I was able to write function to handle arrays of ForwardDiff.Dual, since in theory I should be able to compute the derivative of a certain function much more efficiently than just propagating Dual numbers through it. I have been able to write most of this function quite efficiently, unpacking the values and partials from the array of Dual, handling each part separately, however, filling the array back up at the end is about 1000X slower than all the other parts of the function, and slower than the function I am differentiating!

julia> using ForwardDiff: Dual, partials, value

julia> using BenchmarkTools

julia> @btime du = [Dual{nothing}(0., 1., 2., 3.) for x ∈ 1:64, y ∈ 1:64];
  5.568 μs (2 allocations: 128.05 KiB)

julia> # extract values, partials

julia> @btime vs = value.(du);
  2.953 μs (5 allocations: 32.11 KiB)

julia> function extractPartials(du)
           nps = length(partials(du[1,1]))
           ps = zeros(size(du)..., nps)
           @inbounds for I ∈ CartesianIndices(du), j ∈ 1:nps
               ps[I, j] = partials(du[I], j)
           end
           return ps
       end
extractPartials (generic function with 1 method)
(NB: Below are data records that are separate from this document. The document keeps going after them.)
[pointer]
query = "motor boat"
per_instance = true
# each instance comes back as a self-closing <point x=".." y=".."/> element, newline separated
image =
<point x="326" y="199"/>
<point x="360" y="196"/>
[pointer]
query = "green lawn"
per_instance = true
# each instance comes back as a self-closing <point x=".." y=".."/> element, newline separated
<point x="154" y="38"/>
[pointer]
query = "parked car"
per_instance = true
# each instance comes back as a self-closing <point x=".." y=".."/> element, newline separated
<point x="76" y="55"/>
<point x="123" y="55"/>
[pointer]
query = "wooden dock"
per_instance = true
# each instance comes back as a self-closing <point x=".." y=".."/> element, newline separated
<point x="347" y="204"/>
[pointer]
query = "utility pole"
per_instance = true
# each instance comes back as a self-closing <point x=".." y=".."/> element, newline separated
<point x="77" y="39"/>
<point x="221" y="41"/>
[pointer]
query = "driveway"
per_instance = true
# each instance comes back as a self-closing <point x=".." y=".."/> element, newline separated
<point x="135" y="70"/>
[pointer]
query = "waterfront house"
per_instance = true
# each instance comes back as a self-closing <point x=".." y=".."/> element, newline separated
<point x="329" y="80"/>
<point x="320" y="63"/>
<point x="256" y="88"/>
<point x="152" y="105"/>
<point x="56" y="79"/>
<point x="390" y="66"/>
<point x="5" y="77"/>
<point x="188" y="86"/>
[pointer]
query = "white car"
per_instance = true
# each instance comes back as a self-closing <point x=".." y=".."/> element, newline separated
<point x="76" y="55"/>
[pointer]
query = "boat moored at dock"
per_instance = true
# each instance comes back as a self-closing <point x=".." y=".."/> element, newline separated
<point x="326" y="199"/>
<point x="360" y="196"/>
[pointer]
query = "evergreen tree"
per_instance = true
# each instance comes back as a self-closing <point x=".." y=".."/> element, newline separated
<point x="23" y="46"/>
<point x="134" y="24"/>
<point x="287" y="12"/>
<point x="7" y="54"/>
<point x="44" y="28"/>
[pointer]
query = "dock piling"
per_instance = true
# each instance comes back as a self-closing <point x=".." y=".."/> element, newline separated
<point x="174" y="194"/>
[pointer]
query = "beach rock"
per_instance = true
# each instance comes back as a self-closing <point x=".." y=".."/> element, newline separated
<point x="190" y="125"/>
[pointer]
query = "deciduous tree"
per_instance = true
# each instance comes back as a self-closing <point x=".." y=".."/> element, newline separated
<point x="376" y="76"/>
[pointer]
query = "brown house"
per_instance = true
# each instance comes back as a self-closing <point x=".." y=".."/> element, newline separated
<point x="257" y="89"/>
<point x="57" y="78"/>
julia> @btime ps = extractPartials(du);
  9.420 μs (2 allocations: 96.06 KiB)

julia> function fillArrDual!(du, vs, ps)
           @inbounds for I ∈ CartesianIndices(du)
               du[I] = Dual{nothing}(vs[I], ps[I, :]...)
           end
       end
fillArrDual! (generic function with 1 method)
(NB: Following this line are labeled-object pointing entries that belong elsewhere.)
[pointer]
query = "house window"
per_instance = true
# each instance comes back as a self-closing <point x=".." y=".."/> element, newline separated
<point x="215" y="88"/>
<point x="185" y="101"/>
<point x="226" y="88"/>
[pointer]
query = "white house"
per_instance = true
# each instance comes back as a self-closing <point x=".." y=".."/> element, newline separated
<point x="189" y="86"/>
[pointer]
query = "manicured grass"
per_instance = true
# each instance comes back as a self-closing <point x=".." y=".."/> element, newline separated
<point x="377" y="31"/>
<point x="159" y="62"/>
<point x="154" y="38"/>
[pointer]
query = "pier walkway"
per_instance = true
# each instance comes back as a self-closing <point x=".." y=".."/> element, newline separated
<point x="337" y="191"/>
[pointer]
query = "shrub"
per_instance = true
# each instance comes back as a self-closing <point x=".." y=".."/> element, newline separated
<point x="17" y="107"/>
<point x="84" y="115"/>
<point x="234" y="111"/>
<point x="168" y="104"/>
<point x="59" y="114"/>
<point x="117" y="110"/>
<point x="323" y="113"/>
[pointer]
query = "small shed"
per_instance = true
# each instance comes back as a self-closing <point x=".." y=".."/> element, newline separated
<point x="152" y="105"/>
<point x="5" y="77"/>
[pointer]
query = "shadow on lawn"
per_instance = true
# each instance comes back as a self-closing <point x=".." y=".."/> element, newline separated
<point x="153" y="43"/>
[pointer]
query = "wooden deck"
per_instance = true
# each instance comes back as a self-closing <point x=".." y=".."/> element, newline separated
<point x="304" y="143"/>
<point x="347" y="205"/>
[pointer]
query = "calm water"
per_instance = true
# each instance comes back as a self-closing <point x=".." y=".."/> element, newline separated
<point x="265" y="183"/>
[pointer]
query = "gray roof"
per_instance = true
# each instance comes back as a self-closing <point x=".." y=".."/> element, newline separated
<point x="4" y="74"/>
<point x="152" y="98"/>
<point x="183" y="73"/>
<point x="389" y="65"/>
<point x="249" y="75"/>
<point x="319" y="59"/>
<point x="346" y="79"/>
julia> @btime fillArrDual!(du, vs, ps);
  2.726 ms (57344 allocations: 1.44 MiB)

I’m not sure why it is allocating so much memory! Since Duals are immutable, it can’t just overwrite the entries of du in place, so I get that there will be some allocation for each Dual, but then why is du = [Dual{nothing}(0., 1., 2., 3.) for x ∈ 1:64, y ∈ 1:64] so much faster with far fewer allocations? Getting rid of the splat helps quite a bit:

julia> function fillArrDual!(du, vs, ps)
           @inbounds for I ∈ CartesianIndices(du)
               du[I] = Dual{nothing}(vs[I], ntuple(j -> ps[I, j], size(ps)[end]))
           end
       end
fillArrDual! (generic function with 1 method)
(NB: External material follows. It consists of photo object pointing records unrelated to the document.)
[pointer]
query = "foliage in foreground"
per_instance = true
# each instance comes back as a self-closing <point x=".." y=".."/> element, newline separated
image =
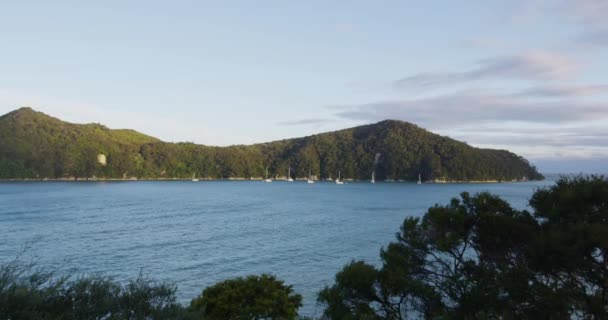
<point x="475" y="258"/>
<point x="29" y="294"/>
<point x="253" y="297"/>
<point x="478" y="258"/>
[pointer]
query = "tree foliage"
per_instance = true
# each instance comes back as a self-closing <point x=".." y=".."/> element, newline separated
<point x="478" y="258"/>
<point x="252" y="297"/>
<point x="34" y="145"/>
julia> @btime fillArrDual!(du, vs, ps);
  530.914 μs (12288 allocations: 384.00 KiB)

but this is still way too slow for my application. I have tried looking through the ForwardDiff source, but I am a little out of my depth identifying exactly what is going wrong here

Removing the splat is on the trail, but the problem is that size(ps)[end] is dynamic. You can get the size you need from the type, so that it’s known at compile-time:

julia> @btime fillArrDual!(du, vs, ps);
  min 409.167 μs, mean 442.842 μs (12288 allocations, 384.00 KiB)

julia> typeof(du)
Matrix{Dual{nothing, Float64, 3}} (alias for Array{Dual{nothing, Float64, 3}, 2})

julia> function fill_2!(du::AbstractArray{Dual{Z,T,N}}, vs, ps) where {Z,T,N}
         for I ∈ CartesianIndices(du)
           du[I] = Dual{nothing}(vs[I], ntuple(j -> ps[I, j], N))
         end
       end;

julia> @btime fill_2!(du, vs, ps);
  min 5.798 μs, mean 5.837 μs (0 allocations)

julia> function fill_3!(du::AbstractArray{Dual{Z,T,N}}, vs, ps) where {Z,T,N}
         checkbounds(ps, first(CartesianIndices(du)), 1:N)  # make 2nd @inbounds safe
         for I ∈ CartesianIndices(du)
           @inbounds du[I] = Dual{nothing}(vs[I], ntuple(j -> @inbounds(ps[I, j]), N))
         end
       end;

julia> @btime fill_3!(du, vs, ps);
  min 2.292 μs, mean 2.318 μs (0 allocations)
1 Like

Wow! You are amazing, thank you so much. This worked like a treat. This is the second time I’ve been blown away by how much of a difference this kind of thing can make.

Just curious, in the future, is there some way to train my intuition to detect these kinds of inefficiencies? I’ve tried to use type annotations on function arguments before, but I usually end up making them too specific and have to remove them later. It’s hard for me to tell exactly when this kind of type information will matter.